The quality of a result is assessed by the cost function associated with the histogram resulting from the \(N\) measurements \(\{z_i: c_i\}_{1\le i\le N}\) (the \(\{z_i\}\) are the measured bitstrings, the \(\{c_i\}\) are the number of counts associated with each bitstring):

\[\sum_{i=1}^N \frac{c_i}{\sum_{j=1}^N c_j} z_i^TQz_i\]

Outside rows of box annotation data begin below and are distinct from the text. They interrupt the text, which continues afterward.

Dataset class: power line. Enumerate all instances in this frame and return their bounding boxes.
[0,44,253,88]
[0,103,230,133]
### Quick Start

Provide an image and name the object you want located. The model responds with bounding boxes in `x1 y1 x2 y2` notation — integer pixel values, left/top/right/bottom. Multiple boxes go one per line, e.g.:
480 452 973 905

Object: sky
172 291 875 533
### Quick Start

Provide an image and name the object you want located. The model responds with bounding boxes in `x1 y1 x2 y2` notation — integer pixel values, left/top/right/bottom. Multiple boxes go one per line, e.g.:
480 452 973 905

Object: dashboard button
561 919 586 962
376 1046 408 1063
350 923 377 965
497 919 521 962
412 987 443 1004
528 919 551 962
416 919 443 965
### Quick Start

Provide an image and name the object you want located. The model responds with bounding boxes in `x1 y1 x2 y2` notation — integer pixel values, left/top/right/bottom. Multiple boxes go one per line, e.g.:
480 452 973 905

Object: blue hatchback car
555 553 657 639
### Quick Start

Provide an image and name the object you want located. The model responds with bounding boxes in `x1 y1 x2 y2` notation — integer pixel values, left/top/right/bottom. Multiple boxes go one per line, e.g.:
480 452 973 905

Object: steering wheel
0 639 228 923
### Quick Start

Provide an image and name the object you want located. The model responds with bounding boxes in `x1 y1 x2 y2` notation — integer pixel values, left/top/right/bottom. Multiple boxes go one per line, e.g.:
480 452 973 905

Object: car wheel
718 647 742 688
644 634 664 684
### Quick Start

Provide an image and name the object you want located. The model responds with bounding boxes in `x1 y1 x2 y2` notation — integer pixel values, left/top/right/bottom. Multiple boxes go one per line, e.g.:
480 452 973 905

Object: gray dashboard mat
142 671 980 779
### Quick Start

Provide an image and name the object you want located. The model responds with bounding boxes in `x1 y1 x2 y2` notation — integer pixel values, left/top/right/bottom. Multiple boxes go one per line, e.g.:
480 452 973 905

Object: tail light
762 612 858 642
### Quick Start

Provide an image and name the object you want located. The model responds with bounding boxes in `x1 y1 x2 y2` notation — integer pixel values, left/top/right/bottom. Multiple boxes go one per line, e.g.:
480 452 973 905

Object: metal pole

Let’s see how it evolves when the duration of the Sequence is increased:

[14]:

def get_cost_colouring(bitstring, Q):
    z = np.array(list(bitstring), dtype=int)
    cost = z.T @ Q @ z
    return cost


def get_cost(counter, Q):
    cost = sum(counter[key] * get_cost_colouring(key, Q) for key in counter)
    return cost / sum(counter.values())  # Divide by total samples

[15]:

cost = []
for T in 1000 * np.linspace(1, 10, 10):
    seq = pulser.Sequence(reg, pulser.DigitalAnalogDevice)
    seq.declare_channel("ising", "rydberg_global")
    adiabatic_pulse = pulser.Pulse(
        pulser.InterpolatedWaveform(T, [1e-9, Omega, 1e-9]),
        pulser.InterpolatedWaveform(T, [delta_0, 0, delta_f]),
        0,
    )
    seq.add(adiabatic_pulse, "ising")
    simul = pulser_simulation.QutipBackendV2(seq)
    results = simul.run()
    count_dict = results.final_bitstrings
    cost.append(get_cost(count_dict, Q) / 3)

[16]:

plt.figure(figsize=(12, 6))
plt.plot(range(1, 11), np.array(cost), "--o")
plt.xlabel("total time evolution (µs)", fontsize=14)
plt.ylabel("cost", fontsize=14)
plt.show()

We see why this approach is called “Adiabatic”: the quality of the solution increases (the cost decreases) if the time taken for the evolution is longer.

To go further:

The heuristic we are using here to define the values of \(\Omega\) and \(\delta\) along time works well in this case. You will surely have to adapt these values if you change the matrix \(Q\). To tune them automatically, you can use an optimization procedure to find the sequence minimizing your cost function \(z^TQz\) (see get_cost function above). An example of an optimization procedure is presented in this tutorial (for a different cost function).
If the matrix \(Q\) you are trying to solve contains some off-diagonal elements, you need to use local addressability to solve your problem. An example of such a problem and its solution is presented in this tutorial.